Rastignac's first reaction is one of horror, and he tries to stop Vautrin from talking. After Vautrin's exit, Rastignac realizes how perceptive Vautrin was in guessing his desire for money and success and how similar his description of society had been to that of Mme. de Beauséant's. In his mind, there is a struggle between his conscience and temptation, which he finally resolves by the negative words, "I do not want to think at all; the heart is a sure guide."
His train of thought is stopped by the arrival of his new clothes, and by Old Goriot, who tells him that Mme. de Nucingen is going to a ball at Marshal Carigliano's and that he would be so glad if Eugène could go and report on his daughters. Eugène replies that he will try to go with the help of Mme. de Beauséant. Goriot goes on explaining his relationship with his daughters, finding excuses for their callous attitude toward "an old carcass whose soul is always where [his] daughters are."
This section presents us with the first direct clash between Vautrin and Eugène. Vautrin, who had long ago discovered the young man's hidden ambition and who has tried to arouse it by his ironic remarks, now feels that the time for direct intervention is ripe.
He takes Rastignac aside and, after picturing a bleak future for an intelligent but poor young man in this society, bluntly reveals his plan for having Victorine's brother killed by a swordsman so that the young girl could inherit her father's fortune. Eugène then could marry her and become a rich and influential member of society, accepted everywhere. All the tempter asks is a commission of 200,000 francs.
This speech sharply reveals the character of Vautrin. He shows himself to be a keen psychologist, a rebel against a society that has made him what he is, and a hedonistic man seeking the sensual pleasures of life, who would find happiness on an American plantation surrounded by slaves. Another interesting trait of this depraved character is his seemingly genuine interest in, and compassion for, Eugène.
We can also follow here the subtle evolution of the young student. His moral principles seem to be more easily overcome than heretofore, his remorse is not as long lasting. If he sheds a quick tear when he learns of his mother's and sisters' sacrifices, it is quickly dried at the thought of what he can do with the money he has received. And in spite of his horror, he can't help listening to Vautrin, who sounds so much like his much-admired cousin, Mme. de Beauséant. Eugene is seriously tempted for the first time, and his weakened conscience can only protest in a negative way: "I do not want to think at all," he says, and, "the heart is a sure guide," meaning that he will let himself act from feeling rather than from will.
This state of mind will be further accented by Delphine's cordial reception at the opera.
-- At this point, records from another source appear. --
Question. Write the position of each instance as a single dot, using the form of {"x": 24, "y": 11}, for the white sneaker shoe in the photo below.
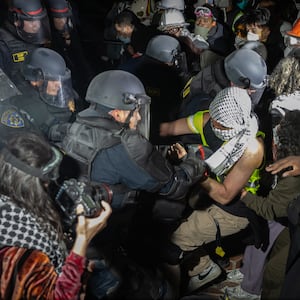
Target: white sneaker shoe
{"x": 238, "y": 293}
{"x": 210, "y": 273}
{"x": 235, "y": 275}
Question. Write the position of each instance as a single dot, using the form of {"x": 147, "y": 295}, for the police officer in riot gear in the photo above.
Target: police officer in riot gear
{"x": 26, "y": 28}
{"x": 66, "y": 41}
{"x": 163, "y": 72}
{"x": 110, "y": 139}
{"x": 47, "y": 95}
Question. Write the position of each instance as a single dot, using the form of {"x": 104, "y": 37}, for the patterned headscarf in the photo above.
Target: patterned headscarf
{"x": 232, "y": 109}
{"x": 19, "y": 228}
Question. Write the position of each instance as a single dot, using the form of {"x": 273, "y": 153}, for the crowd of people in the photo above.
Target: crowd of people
{"x": 123, "y": 179}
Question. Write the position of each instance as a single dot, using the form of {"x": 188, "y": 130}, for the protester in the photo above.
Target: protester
{"x": 31, "y": 234}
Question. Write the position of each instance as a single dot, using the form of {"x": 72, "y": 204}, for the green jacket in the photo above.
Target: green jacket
{"x": 275, "y": 204}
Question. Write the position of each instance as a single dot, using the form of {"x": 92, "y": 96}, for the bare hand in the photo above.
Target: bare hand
{"x": 89, "y": 227}
{"x": 290, "y": 161}
{"x": 179, "y": 150}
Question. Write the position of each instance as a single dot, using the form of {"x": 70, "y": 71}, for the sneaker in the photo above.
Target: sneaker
{"x": 235, "y": 275}
{"x": 210, "y": 273}
{"x": 238, "y": 293}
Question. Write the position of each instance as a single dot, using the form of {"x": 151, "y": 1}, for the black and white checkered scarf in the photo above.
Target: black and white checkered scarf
{"x": 19, "y": 228}
{"x": 232, "y": 109}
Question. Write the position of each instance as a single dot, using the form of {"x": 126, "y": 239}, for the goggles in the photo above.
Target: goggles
{"x": 137, "y": 99}
{"x": 204, "y": 12}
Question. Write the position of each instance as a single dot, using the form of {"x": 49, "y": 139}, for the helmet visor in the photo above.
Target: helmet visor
{"x": 34, "y": 30}
{"x": 57, "y": 91}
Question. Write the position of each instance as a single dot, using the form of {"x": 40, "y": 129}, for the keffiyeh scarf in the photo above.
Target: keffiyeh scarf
{"x": 232, "y": 109}
{"x": 19, "y": 228}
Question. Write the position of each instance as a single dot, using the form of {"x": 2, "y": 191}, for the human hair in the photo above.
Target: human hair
{"x": 24, "y": 190}
{"x": 288, "y": 135}
{"x": 285, "y": 78}
{"x": 260, "y": 17}
{"x": 127, "y": 17}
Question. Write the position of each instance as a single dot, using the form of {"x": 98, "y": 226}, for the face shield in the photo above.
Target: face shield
{"x": 34, "y": 29}
{"x": 57, "y": 91}
{"x": 140, "y": 102}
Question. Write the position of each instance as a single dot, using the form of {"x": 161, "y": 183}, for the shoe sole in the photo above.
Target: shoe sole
{"x": 204, "y": 283}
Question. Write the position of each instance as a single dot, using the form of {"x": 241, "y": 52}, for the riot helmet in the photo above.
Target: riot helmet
{"x": 246, "y": 68}
{"x": 177, "y": 4}
{"x": 171, "y": 18}
{"x": 61, "y": 14}
{"x": 164, "y": 48}
{"x": 117, "y": 89}
{"x": 30, "y": 20}
{"x": 48, "y": 70}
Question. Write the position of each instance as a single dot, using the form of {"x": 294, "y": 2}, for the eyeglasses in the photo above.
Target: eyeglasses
{"x": 202, "y": 11}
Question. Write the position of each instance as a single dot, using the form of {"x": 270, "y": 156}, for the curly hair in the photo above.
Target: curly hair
{"x": 285, "y": 78}
{"x": 25, "y": 190}
{"x": 288, "y": 135}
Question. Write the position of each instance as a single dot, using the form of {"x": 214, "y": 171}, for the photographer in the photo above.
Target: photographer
{"x": 34, "y": 260}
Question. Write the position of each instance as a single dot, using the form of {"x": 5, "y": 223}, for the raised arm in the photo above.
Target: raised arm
{"x": 237, "y": 178}
{"x": 292, "y": 162}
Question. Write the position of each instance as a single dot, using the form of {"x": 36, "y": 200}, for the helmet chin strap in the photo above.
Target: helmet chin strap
{"x": 127, "y": 121}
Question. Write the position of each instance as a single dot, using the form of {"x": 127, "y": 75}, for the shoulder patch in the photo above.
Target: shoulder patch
{"x": 11, "y": 118}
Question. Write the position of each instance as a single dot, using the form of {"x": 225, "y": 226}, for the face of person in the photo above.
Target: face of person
{"x": 134, "y": 120}
{"x": 60, "y": 23}
{"x": 52, "y": 86}
{"x": 30, "y": 26}
{"x": 206, "y": 22}
{"x": 122, "y": 115}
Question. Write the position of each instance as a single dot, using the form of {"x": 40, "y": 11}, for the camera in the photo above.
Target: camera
{"x": 73, "y": 192}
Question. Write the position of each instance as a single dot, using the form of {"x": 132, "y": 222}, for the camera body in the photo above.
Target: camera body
{"x": 74, "y": 192}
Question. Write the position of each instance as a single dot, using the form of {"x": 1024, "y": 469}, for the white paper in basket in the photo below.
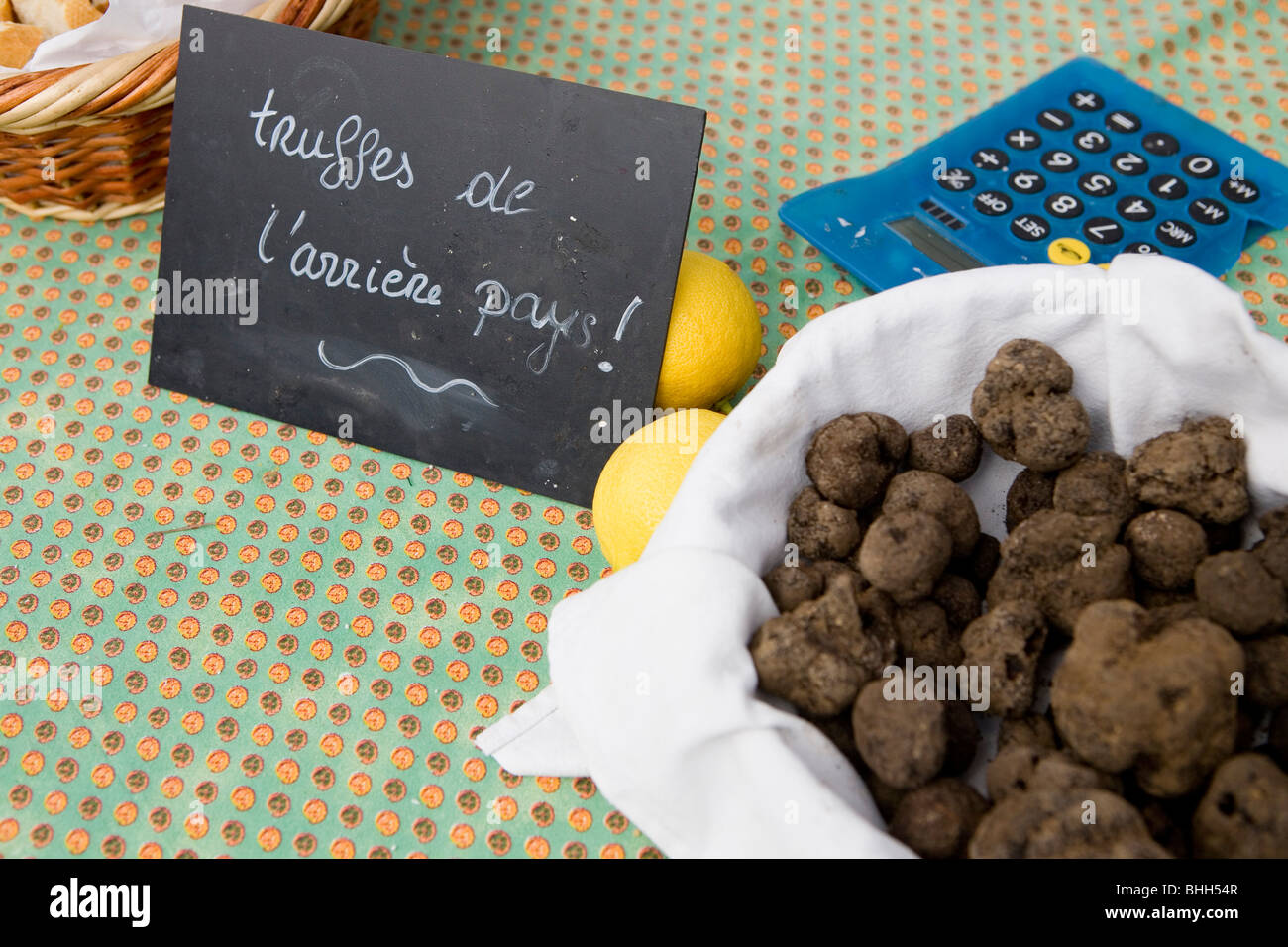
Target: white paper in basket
{"x": 653, "y": 690}
{"x": 128, "y": 25}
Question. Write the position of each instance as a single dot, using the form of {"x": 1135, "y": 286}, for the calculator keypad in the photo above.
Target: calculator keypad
{"x": 957, "y": 179}
{"x": 1022, "y": 140}
{"x": 1176, "y": 234}
{"x": 991, "y": 159}
{"x": 1134, "y": 209}
{"x": 1128, "y": 162}
{"x": 1122, "y": 121}
{"x": 1086, "y": 101}
{"x": 1026, "y": 182}
{"x": 992, "y": 202}
{"x": 1055, "y": 120}
{"x": 1059, "y": 161}
{"x": 1209, "y": 211}
{"x": 1103, "y": 230}
{"x": 1240, "y": 191}
{"x": 1064, "y": 206}
{"x": 1103, "y": 149}
{"x": 1198, "y": 166}
{"x": 1030, "y": 227}
{"x": 1168, "y": 187}
{"x": 1093, "y": 141}
{"x": 1159, "y": 144}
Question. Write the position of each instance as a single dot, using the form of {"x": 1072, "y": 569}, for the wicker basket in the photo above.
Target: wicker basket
{"x": 107, "y": 124}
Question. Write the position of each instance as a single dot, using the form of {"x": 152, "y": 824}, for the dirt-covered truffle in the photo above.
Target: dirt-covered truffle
{"x": 925, "y": 634}
{"x": 1063, "y": 562}
{"x": 1051, "y": 823}
{"x": 960, "y": 599}
{"x": 1009, "y": 641}
{"x": 1030, "y": 491}
{"x": 905, "y": 554}
{"x": 1024, "y": 410}
{"x": 1018, "y": 768}
{"x": 964, "y": 737}
{"x": 903, "y": 741}
{"x": 1095, "y": 486}
{"x": 853, "y": 458}
{"x": 1244, "y": 812}
{"x": 982, "y": 562}
{"x": 818, "y": 655}
{"x": 938, "y": 819}
{"x": 794, "y": 585}
{"x": 1158, "y": 705}
{"x": 1273, "y": 549}
{"x": 1166, "y": 547}
{"x": 1267, "y": 671}
{"x": 1276, "y": 742}
{"x": 940, "y": 497}
{"x": 1235, "y": 590}
{"x": 822, "y": 530}
{"x": 951, "y": 446}
{"x": 1199, "y": 470}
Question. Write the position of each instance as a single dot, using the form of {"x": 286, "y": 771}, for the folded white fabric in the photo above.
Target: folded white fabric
{"x": 653, "y": 690}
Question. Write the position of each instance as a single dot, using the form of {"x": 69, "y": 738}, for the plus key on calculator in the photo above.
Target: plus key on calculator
{"x": 1077, "y": 167}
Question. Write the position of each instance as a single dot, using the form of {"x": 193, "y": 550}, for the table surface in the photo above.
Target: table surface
{"x": 294, "y": 638}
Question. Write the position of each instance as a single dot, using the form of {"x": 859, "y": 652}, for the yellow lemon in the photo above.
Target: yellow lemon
{"x": 640, "y": 479}
{"x": 713, "y": 341}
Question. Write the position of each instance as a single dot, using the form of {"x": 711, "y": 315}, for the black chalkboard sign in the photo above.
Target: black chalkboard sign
{"x": 458, "y": 263}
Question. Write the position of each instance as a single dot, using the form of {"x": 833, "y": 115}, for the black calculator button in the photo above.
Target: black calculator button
{"x": 991, "y": 159}
{"x": 1134, "y": 209}
{"x": 1122, "y": 121}
{"x": 1128, "y": 162}
{"x": 1091, "y": 141}
{"x": 1103, "y": 230}
{"x": 1167, "y": 187}
{"x": 1140, "y": 247}
{"x": 1026, "y": 182}
{"x": 1030, "y": 227}
{"x": 1176, "y": 234}
{"x": 1063, "y": 206}
{"x": 1198, "y": 166}
{"x": 1055, "y": 119}
{"x": 1086, "y": 101}
{"x": 1022, "y": 140}
{"x": 1159, "y": 144}
{"x": 992, "y": 202}
{"x": 1209, "y": 210}
{"x": 1059, "y": 161}
{"x": 1240, "y": 189}
{"x": 1096, "y": 184}
{"x": 956, "y": 179}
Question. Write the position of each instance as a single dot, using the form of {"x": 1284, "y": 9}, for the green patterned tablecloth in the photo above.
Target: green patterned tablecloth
{"x": 284, "y": 643}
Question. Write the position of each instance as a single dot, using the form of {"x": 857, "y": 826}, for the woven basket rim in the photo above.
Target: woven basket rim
{"x": 127, "y": 84}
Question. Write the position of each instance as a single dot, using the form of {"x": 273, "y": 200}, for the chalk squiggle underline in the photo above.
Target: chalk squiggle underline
{"x": 411, "y": 373}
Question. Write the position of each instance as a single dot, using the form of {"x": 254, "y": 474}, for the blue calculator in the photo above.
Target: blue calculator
{"x": 1077, "y": 167}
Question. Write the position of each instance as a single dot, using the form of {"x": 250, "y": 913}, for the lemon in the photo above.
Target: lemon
{"x": 640, "y": 479}
{"x": 713, "y": 341}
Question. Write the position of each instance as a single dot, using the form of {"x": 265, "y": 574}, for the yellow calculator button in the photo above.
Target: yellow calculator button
{"x": 1068, "y": 252}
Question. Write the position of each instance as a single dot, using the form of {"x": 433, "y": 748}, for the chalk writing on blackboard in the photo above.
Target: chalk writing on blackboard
{"x": 400, "y": 281}
{"x": 411, "y": 373}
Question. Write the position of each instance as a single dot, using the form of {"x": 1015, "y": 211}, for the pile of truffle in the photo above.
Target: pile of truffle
{"x": 1175, "y": 641}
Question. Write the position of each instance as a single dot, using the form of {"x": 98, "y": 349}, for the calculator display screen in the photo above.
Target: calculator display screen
{"x": 935, "y": 247}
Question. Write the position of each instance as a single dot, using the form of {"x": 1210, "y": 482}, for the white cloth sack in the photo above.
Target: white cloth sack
{"x": 128, "y": 25}
{"x": 652, "y": 686}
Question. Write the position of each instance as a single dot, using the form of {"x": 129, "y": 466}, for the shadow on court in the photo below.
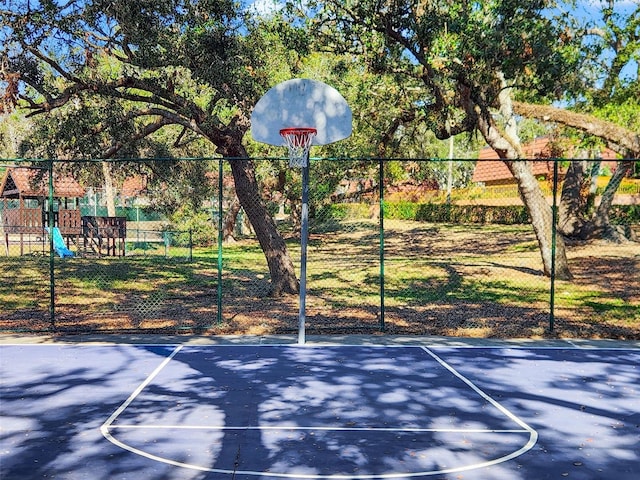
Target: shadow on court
{"x": 249, "y": 412}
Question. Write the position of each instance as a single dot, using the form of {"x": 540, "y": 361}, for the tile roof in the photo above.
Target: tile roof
{"x": 490, "y": 169}
{"x": 24, "y": 182}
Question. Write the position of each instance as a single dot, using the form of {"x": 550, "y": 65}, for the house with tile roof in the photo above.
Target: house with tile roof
{"x": 24, "y": 192}
{"x": 490, "y": 170}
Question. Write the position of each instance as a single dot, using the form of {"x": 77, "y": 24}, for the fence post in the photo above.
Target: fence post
{"x": 381, "y": 235}
{"x": 220, "y": 238}
{"x": 554, "y": 222}
{"x": 51, "y": 222}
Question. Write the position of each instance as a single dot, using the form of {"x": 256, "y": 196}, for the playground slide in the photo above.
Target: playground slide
{"x": 58, "y": 244}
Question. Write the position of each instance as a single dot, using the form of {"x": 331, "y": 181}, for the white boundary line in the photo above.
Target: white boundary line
{"x": 533, "y": 435}
{"x": 436, "y": 346}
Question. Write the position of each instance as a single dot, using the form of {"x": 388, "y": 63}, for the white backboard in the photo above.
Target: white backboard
{"x": 301, "y": 102}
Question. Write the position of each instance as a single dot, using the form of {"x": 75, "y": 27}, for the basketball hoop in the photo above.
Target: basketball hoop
{"x": 298, "y": 141}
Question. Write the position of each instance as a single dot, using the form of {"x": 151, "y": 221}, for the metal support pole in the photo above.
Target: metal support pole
{"x": 381, "y": 235}
{"x": 554, "y": 222}
{"x": 50, "y": 221}
{"x": 304, "y": 233}
{"x": 220, "y": 238}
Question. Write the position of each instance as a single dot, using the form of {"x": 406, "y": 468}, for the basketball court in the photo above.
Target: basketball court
{"x": 357, "y": 408}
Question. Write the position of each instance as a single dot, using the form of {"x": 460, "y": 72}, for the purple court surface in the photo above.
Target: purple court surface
{"x": 247, "y": 411}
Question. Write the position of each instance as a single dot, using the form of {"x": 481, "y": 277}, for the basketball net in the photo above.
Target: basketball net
{"x": 298, "y": 141}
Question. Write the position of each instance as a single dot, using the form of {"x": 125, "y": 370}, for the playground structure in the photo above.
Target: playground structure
{"x": 27, "y": 218}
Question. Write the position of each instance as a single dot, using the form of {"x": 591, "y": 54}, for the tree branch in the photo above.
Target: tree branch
{"x": 620, "y": 139}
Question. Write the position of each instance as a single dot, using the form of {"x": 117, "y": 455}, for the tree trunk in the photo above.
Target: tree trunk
{"x": 108, "y": 189}
{"x": 541, "y": 219}
{"x": 507, "y": 146}
{"x": 281, "y": 269}
{"x": 572, "y": 204}
{"x": 601, "y": 220}
{"x": 229, "y": 222}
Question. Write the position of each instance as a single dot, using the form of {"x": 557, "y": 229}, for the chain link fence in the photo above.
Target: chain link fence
{"x": 386, "y": 255}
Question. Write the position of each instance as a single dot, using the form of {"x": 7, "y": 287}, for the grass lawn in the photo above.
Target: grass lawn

Having been introduced by Mme. de Beauséant, she sees in Eugène a way to gain access to high society and to avenge herself against her unfaithful lover.
This section also accentuates the relationship between Goriot and Eugène, for in him the old man has found someone who can approach, see, and talk to his daughters.
A touching and probably more subjective element in this section is found in the episode of the two letters, particularly the one Eugène receives from his sister. Balzac possibly recalls the days when he was a struggling student in Paris like Eugène, his own financial problems, and the letters he himself sent to his family and to his sister, who, by the way, bore the same name as the girl in the novel, Laure.